The anger and drive to gain autonomy is a product of the repressive treatment of Kurds from Turkey, Iraq, and Syria. Repression of the Kurdish population was most notably witnessed in 1962, whereby 120,000 Kurds had their Syrian citizenship revoked. This event would grant the Syrian government justification to further suppress the ethnic group, preventing the Kurdish region from gaining any autonomy.

The YPJ’s fight is to attain autonomy within Rojava and other Kurdish held areas within North and Eastern Syria. Possessing de facto authority within those regions today, the Kurdish struggle was most notably witnessed following the events of the 2011 Arab Spring uprising. Syrian dictator Bashir al-Asaad pulled his forces out of the Kurdish region to quell the resistance in the major cities, allowing Kurdish forces to take control of the new unregulated territory. Kurdish influence expanded, as Syrian government forces focussed on stabilising its major cities. However, the ethnic group were faced with a new enemy. The rising Islamist extremist terrorist organisation, ISIS.

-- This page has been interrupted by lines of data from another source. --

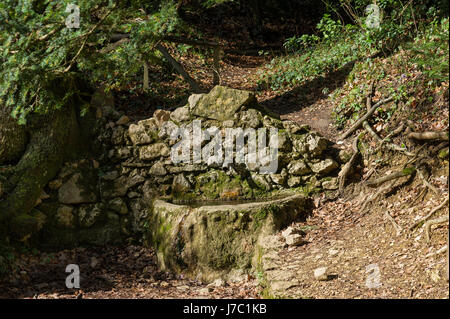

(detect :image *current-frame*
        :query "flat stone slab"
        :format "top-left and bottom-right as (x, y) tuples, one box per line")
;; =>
(148, 194), (309, 281)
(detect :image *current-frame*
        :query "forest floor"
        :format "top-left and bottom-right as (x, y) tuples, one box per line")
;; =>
(0, 47), (449, 298)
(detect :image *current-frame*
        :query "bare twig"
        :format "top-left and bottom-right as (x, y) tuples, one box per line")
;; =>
(409, 196), (448, 230)
(408, 132), (448, 141)
(366, 167), (416, 187)
(340, 96), (394, 140)
(156, 44), (201, 93)
(425, 214), (448, 243)
(384, 210), (402, 236)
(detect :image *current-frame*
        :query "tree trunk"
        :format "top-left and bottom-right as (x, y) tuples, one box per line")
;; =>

One can argue that Asaad fuelled the rise of ISIS through his release of Jihadist extremists from prisons across Syria. This move was a strategy to tinge the rebellion with extremism and redirect the civil war towards battling extremism. Additionally, in fuelling the ISIS insurgency, Asaad was able to stabilise the Kurdish expansion in northern Syria as ISIS substituted for the regime to perpetuate conflict in Rojava.

The YPJ was established in March of 2013, a few months before ISIS encroachment into Rojava. The forces were being trained under the People’s Protection Units (YPG) to engage ISIS fighters. Throughout the next two years, the YPJ were the most successful force in pushing back the ISIS insurgency and retaking territory. Fighting on the front lines, the YPJ posed a major threat to ISIS, but not in a way that you would expect. One interpretation of the Jihadist faith grants a martyr or Jihadist fighter the gift of 72 virgins in paradise (heaven) upon death. However, if killed by a woman, one no longer receives such a gift. Understanding this, the YPJ witnessed ISIS forces retreat without combat upon engaging female soldiers. In establishing unrecognised, yet autonomous, operation in Northern Syria, the Kurds are yet again under siege by Turkish militarization. With the rising threat of Kurdish encroachment into Turkish territory in 2015, Erdogan has engaged in ground and air military operations, targeting Kurdish-held regions in Northern Iraq and Syria.

Despite the ongoing repression of the Kurdish population, the story of the YPJ and their successes presents a strong case for gender equity in military bodies around the world.